Tao Yang updated YARN-8771:
---------------------------
    Description: 
We found this problem when cluster is almost but not exhausted (93% used), 
scheduler kept allocating for an app but always fail to commit, this can 
blocking requests from other apps and parts of cluster resource can't be used.

Reproduce this problem:
(1) use DominantResourceCalculator
(2) cluster resource has empty resource type, for example: gpu=0
(3) scheduler allocates container for app1 who has reserved containers and 
whose queue limit or user limit reached(used + required > limit). 

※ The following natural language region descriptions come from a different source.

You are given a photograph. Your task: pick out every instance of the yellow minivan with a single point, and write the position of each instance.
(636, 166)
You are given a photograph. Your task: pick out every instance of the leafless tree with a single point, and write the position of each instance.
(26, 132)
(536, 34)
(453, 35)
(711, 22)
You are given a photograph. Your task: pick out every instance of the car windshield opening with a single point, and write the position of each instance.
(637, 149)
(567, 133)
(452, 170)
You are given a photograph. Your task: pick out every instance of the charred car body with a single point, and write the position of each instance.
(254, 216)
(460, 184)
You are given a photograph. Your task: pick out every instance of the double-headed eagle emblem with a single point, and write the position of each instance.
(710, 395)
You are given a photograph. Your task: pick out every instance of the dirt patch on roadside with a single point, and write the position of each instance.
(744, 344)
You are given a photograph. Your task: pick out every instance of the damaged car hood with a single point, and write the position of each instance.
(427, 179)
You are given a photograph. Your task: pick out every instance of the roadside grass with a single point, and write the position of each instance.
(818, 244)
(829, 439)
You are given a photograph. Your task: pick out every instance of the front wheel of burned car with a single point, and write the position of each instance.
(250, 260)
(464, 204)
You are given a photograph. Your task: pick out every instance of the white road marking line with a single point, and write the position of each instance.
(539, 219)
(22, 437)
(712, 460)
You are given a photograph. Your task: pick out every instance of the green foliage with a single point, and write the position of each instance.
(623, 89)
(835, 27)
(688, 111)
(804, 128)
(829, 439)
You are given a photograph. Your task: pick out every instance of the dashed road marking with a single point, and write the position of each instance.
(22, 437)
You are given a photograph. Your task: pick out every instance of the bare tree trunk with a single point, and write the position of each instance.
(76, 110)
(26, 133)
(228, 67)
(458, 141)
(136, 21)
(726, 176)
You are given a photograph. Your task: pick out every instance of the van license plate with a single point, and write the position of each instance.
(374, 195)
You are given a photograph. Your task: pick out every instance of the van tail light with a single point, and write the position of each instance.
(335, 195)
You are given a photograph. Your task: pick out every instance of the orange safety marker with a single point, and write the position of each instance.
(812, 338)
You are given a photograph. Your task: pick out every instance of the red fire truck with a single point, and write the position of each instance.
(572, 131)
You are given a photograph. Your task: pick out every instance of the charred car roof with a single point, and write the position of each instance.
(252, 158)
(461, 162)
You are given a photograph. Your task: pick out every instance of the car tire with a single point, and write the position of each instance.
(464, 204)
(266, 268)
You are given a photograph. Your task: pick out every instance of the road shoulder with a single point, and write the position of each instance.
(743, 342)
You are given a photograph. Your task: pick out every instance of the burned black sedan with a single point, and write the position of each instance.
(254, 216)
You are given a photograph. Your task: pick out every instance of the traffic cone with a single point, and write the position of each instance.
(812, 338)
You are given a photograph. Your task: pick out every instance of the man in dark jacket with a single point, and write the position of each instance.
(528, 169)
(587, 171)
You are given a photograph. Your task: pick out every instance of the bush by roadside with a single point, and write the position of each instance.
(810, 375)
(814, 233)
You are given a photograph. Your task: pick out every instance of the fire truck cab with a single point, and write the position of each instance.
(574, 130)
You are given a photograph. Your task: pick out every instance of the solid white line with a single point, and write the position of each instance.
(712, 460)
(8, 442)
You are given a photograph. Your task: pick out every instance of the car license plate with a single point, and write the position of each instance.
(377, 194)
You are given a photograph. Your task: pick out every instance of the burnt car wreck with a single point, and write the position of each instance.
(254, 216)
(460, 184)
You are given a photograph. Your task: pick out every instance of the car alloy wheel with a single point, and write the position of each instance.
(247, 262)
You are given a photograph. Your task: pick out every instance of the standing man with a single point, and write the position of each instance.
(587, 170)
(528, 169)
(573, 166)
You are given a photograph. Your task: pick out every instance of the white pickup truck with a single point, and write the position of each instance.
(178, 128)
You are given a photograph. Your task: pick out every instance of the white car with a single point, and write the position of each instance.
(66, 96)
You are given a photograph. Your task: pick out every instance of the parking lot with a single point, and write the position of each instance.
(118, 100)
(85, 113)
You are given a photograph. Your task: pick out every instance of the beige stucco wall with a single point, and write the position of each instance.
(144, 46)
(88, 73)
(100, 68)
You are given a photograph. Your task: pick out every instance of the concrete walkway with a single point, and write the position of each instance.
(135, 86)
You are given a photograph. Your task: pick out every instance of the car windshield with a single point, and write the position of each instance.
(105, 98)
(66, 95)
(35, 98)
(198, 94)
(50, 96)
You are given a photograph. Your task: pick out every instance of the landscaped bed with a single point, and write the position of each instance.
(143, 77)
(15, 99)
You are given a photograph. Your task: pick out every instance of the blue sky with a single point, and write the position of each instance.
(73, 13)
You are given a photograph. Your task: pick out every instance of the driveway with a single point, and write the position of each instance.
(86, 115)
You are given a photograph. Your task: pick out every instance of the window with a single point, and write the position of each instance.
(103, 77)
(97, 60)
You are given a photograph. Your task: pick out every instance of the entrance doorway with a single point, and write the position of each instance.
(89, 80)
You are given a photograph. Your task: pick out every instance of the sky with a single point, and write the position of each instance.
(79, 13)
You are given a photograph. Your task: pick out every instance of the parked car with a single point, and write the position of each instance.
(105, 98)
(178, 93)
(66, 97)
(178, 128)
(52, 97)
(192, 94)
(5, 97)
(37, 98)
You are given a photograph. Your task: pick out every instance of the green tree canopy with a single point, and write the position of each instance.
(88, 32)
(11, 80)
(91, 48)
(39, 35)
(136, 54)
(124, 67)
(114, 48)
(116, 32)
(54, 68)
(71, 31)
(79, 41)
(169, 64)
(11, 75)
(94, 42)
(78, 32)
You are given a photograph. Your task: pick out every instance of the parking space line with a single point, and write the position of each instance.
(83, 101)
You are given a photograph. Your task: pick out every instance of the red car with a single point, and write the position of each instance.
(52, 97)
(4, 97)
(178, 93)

Reference codes in RegularContainerAllocator#assignContainer:
{code:java}
    // How much need to unreserve equals to:
    // max(required - headroom, amountNeedUnreserve)
    Resource headRoom = Resources.clone(currentResoureLimits.getHeadroom());
    Resource resourceNeedToUnReserve =
        Resources.max(rc, clusterResource,
            Resources.subtract(capability, headRoom),
            currentResoureLimits.getAmountNeededUnreserve());

    boolean needToUnreserve =
        Resources.greaterThan(rc, clusterResource,
            resourceNeedToUnReserve, Resources.none());
{code}
For example, resourceNeedToUnReserve can be <8GB, -6 cores, 0 gpu> when 
{{headRoom=<0GB, 8 vcores, 0 gpu>}} and {{capacity=<8GB, 2 vcores, 0 gpu>}}, 
needToUnreserve which is the result of {{Resources#greaterThan}} will be 
{{false}}. This is not reasonable because required resource did exceed the 
headroom and unreserve is needed.
After that, when reaching the unreserve process in 
RegularContainerAllocator#assignContainer, unreserve process will be skipped 
when shouldAllocOrReserveNewContainer is true (when required containers > 
reserved containers) and needToUnreserve is wrongly calculated to be false:
{code:java}
    if (availableContainers > 0) {
         if (rmContainer == null && reservationsContinueLooking
          && node.getLabels().isEmpty()) {
              if (!shouldAllocOrReserveNewContainer || needToUnreserve) {
                    ...    // unreserve process can be wrongly skipped here!!!
              }
         }
    }
{code}

  was:
We found this problem when cluster is almost but not exhausted (93% used), 
scheduler kept allocating for an app but always fail to commit, this can 
blocking requests from other apps and parts of cluster resource can't be used.

Reproduce this problem:
(1) use DominantResourceCalculator
(2) cluster resource has empty resource type, for example: gpu=0
(3) scheduler allocates container for app1 who has reserved containers and 
whose queue limit or user limit reached(used + required > limit). 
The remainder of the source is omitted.